Homework 4

Homework 4#

Note

You are free to discuss these questions with your classmates and on our class slack, but you must write your own solutions, including your own source code.

All code should be uploaded to Brightspace along with any analytic derivations, notes, etc.

  1. The Hilbert matrix, \({\bf H}\) is defined such that its elements are:

    \[H_{ij} = (i + j -1)^{-1}\]

    for \(i = 1, \ldots, N\) and \(j = 1, \ldots, N\). This matrix is known to have a large condition number. Here we will explore the influence of this by solving progressively larger linear systems.

    Define a vector:

    \[{\bf x}^{(N)} = (0, 1, \ldots, N-1)^T\]

    and call the \(N\times N\) Hilbert matrix \({\bf H}^{(N)}\). Define the righthand side of a linear system simply as:

    \[{\bf b}^{(N)} = {\bf H}^{(N)} {\bf x}^{(N)}\]

    Using Gaussian elimination (you can use my code on the website or a built-in version in whatever language you are using), solve the system

    \[{\bf H}^{(N)} \tilde{\bf x} = {\bf b}^{(N)}\]

    for \(N = 2, \ldots, 15\).

    Define the error in your solution as

    \[\epsilon = \max |\tilde{\bf x} - {\bf x}^{(N)} |\]

    For what value of \(N\) does this error become \(\mathcal{O}(1)\)?—i.e. even the first digit in your computed solution is wrong.

    Note

    Some languages have a built-in routine to compute the condition number, if you can do so easily, compute the condition number of the matrix for each \(N\) and comment on how this is reflected in your solution.

  2. A convolution is defined as:

    \[(f \star g)(t) \equiv \int_{-\infty}^{\infty} f(\tau) g(t - \tau) d\tau\]

    It is easy to compute this with FFTs, via the convolution theorem:

    \[\mathcal{F}\{f \star g\} = \mathcal{F}\{f\} \, \mathcal{F}\{g\}\]

    Here \(\mathcal{F}\{\}\) indicates taking the Fourier transform. That is the Fourier transform of the convolution of \(f\) and \(g\) is simply the product of the individual transforms of \(f\) and \(g\). This allows us to compute the convolution via multiplication in Fourier space and then take the inverse transform, \(\mathcal{F}^{-1}\{\}\), to recover the convolution in real space:

    \[f \star g = \mathcal{F}^{-1}\{ \mathcal{F}\{f\} \, \mathcal{F}\{g\}\}\]

    The file signal.txt contains data of a function polluted with noise. We want to remove the noise to recover the original function. The three columns in the file are: \(x\), \(f^\mathrm{(orig)}(x)\), and \(f^\mathrm{(noisy)}(x)\).

    Consider the following kernel:

    \[q^\mathrm{gauss}(x) = \frac{1}{\sigma \sqrt{2 \pi}}\, e^{-\frac{1}{2} (x/\sigma)^2}\]

    You are free to choose the width of the Gaussian, \(\sigma\).

    • Make the kernel periodic on the domain defined by the \(x\) in the signal.txt file. You can do this simply by left-right flipping the definitions above and applying them at the far end of the domain.

      Make sure that your kernel function is normalized by ensuring that it sums to \(1\) on the domain.

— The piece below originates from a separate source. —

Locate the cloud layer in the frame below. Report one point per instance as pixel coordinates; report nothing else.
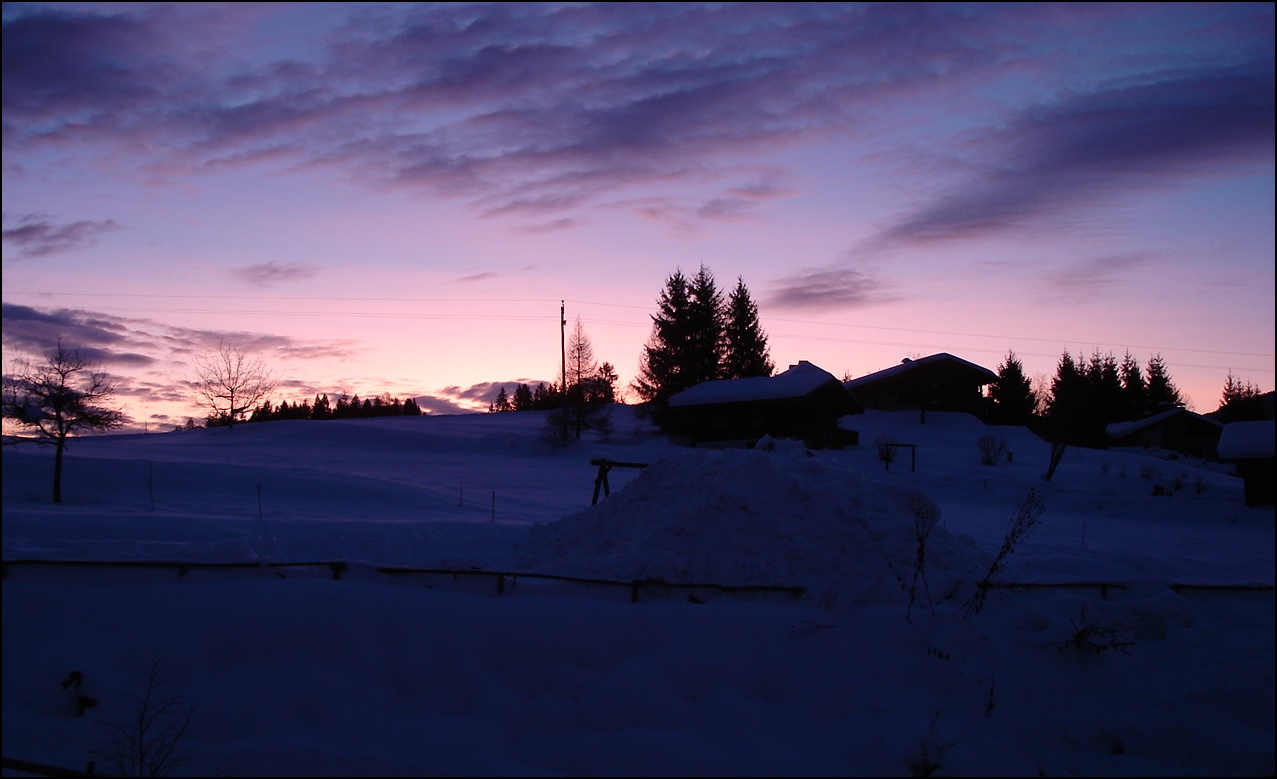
(531, 110)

You might need to sum up the values and divide by the sum.

    • Plot the noisy function, \(f^\mathrm{(noisy)}(x)\), and the kernel together.

    • Take the FFT (or DFT) of \(f^\mathrm{(noisy)}(x)\) and the FFT of the kernel and plot them.

    • Compute the convolution of \(f^\mathrm{(noisy)}(x)\) and \(q(x)\) in Fourier space and transform back to real space, and plot the de-noised function together with the original signal from the signal.txt (i.e., \(f^\mathrm{(orig)}(x)\)).

    • Experiment with the tunable parameter, \(\sigma\), to see how clean you can get the noisy data and comment on what you see.

This process is used a lot in image processing both to remove noise and to compensate for the behavior of cameras to sharpen images. In image processing programs, this is what is done in the Gaussian blur transform.